Two and a half years later they're still out of school. Two and
a half years later and I find myself scratching my head because
somehow I seem to have just as much time as I ever had - in fact
I possibly have more time now. Perhaps one of the main reasons for
this is the relaxed routine we now enjoy as a family in our new-found
freedom from the limiting strictures of the school day.
As importantly as being able to 'have a life', my feelings of self-worth
as a man, father, husband, playfellow to my children etc have increased
beyond all measure. How much is that worth? Priceless I believe.
In fact the more this 'one year' experiment continues, the clearer
I am that home education is every bit as much for the parent(s).
It is probably one of the best therapy courses in existence. And
of course, the happier and more fulfilled mum and dad feel, the
more likely it is that the family environment will become the safe,
nurturing, uplifting space in which children can fulfil their highest
potential.
Where will it go? I haven't got a clue. This is a classic case
of a 'work in progress'. And for once I'm okay with that, which
is no small thing considering my conditioning to achieve 'results'.
At last I'm not needing to see an end result because I'm beginning
to understand what many philosophers have written of - that life
is all about the journey. And by challenging my ego to put up with
the daily 'trivia' of playing with and learning alongside children,
I am finally becoming a conscious participant on that journey.
A few points to end on:-
- I received a public school education - Winnie went to a high-achieving
grammar school. We both feel that Anna and Sophie have already
experienced as many things relevant to 'real life' in their two
and a half years of home-ed as we did in our whole school careers.
- Our families, almost without exception, believed us to be mad.
Taking the decision was in many ways frightening, going against
convention as it did. But somehow listening to our children and
letting them guide us has given us the confidence to experiment.

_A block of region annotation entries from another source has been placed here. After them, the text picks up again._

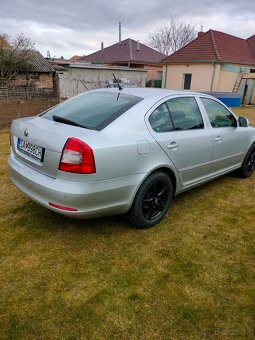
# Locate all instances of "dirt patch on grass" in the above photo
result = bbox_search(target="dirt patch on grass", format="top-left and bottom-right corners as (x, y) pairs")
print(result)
(0, 99), (58, 129)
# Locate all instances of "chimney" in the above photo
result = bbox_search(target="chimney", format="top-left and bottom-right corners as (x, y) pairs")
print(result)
(136, 40), (140, 52)
(119, 22), (121, 46)
(197, 31), (205, 38)
(101, 41), (104, 64)
(197, 25), (205, 38)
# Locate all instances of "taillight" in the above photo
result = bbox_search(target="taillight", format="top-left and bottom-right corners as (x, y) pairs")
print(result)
(58, 138), (96, 174)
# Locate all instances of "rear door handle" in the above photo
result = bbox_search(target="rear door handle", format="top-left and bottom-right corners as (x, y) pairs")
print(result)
(214, 136), (222, 143)
(167, 142), (179, 150)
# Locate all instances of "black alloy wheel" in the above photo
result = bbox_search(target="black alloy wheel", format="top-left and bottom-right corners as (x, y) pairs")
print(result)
(128, 171), (173, 228)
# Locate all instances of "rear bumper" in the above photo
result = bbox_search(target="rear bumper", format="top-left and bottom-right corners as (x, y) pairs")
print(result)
(8, 154), (144, 218)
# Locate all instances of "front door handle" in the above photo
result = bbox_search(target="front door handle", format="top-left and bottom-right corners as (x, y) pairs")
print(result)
(214, 136), (222, 143)
(167, 142), (179, 150)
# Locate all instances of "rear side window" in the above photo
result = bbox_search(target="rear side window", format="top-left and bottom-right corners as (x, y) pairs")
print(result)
(149, 97), (204, 132)
(42, 91), (142, 131)
(201, 98), (237, 128)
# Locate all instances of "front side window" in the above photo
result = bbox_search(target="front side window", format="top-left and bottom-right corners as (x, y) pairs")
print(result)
(149, 103), (173, 132)
(183, 73), (192, 90)
(149, 97), (204, 132)
(201, 98), (237, 128)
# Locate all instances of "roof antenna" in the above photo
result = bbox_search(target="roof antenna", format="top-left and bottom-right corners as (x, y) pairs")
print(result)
(112, 73), (123, 91)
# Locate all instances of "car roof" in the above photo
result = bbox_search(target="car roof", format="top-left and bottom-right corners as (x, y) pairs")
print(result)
(93, 87), (203, 99)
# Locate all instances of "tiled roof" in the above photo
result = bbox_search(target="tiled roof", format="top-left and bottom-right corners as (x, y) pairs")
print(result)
(79, 39), (165, 64)
(163, 30), (255, 65)
(26, 51), (54, 73)
(247, 34), (255, 58)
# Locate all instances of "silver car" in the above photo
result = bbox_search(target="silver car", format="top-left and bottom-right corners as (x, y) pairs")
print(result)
(9, 88), (255, 228)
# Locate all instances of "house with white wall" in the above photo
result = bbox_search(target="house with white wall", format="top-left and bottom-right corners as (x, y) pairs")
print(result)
(162, 30), (255, 104)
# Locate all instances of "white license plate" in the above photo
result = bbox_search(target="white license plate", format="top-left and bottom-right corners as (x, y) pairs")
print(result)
(17, 138), (44, 162)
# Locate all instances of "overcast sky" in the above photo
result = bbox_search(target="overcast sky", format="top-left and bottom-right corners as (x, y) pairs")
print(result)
(0, 0), (255, 58)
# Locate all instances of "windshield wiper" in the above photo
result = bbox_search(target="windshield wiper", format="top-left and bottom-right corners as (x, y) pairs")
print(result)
(52, 115), (91, 130)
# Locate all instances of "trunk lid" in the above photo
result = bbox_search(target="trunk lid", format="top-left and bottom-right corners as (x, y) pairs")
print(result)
(11, 116), (98, 178)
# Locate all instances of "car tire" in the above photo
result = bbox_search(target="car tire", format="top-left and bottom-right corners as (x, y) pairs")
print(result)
(239, 144), (255, 178)
(127, 171), (173, 228)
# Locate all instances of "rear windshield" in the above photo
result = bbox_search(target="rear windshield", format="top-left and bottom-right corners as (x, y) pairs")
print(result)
(41, 91), (142, 131)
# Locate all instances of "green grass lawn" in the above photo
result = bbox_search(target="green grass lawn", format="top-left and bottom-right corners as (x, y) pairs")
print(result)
(0, 107), (255, 339)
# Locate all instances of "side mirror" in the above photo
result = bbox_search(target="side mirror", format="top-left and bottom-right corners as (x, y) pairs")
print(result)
(238, 117), (249, 127)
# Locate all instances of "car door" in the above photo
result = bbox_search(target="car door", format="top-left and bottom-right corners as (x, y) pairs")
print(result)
(148, 96), (213, 188)
(200, 97), (245, 174)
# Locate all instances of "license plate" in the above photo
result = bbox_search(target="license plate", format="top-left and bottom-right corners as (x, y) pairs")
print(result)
(17, 138), (44, 162)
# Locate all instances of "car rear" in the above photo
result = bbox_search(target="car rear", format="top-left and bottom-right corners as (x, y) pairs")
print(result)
(9, 91), (145, 217)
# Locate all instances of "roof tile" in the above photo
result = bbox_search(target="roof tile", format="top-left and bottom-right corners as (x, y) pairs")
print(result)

Doubters may well remain doubting for the rest of their lives
(after all even if our girls become 'captains of industry' the
argument can still be thrown at us of 'well yes, but imagine how
much better they would have done if they had gone to school')
- we have to learn to accept their judgements even if we don't
agree with them.
- People often think you need money for home-schooling - 'it's
a middle class thing'. Well yes, we both had middle class upbringings.
But no, we do not have pots of money. Since 1996 we have been
personal change consultants, until very recently on a donations-only
basis. We have no savings, we don't own a house and we live literally
from month to month. We try to trust that if we're following our
hearts, if we are 'listening' to our truth, we'll get provided
with what we need. We have not really wanted for anything as a
family and home education has been anything but a drain on the
family's resources.
- I had heard it said that you can't stop a child learning and
you can't stop a child being sociable. Now I'm one of the people
saying it; the thing is, now I'm not quoting it from a book or
a story, I'm simply speaking my truth based on my experience.
- I feel that I am a more complete man as a result of entering
even more fully into the world of children. I experience frustration,
anger, tears, hurting, joy, elation and impatience at levels I
had never been to before.
- Home-schooling can involve a timetable, but it doesn't have
to; it can involve a curriculum, but it doesn't have to; it can
involve tutors, 'play dates', organised activities and meetings,
but it doesn't have to. Put simply - there are no rules and the
only wrong way of doing it seems to be when we stop listening
to our children and start to impose upon them the things that
we think they need. They're the teachers, we're the pupils.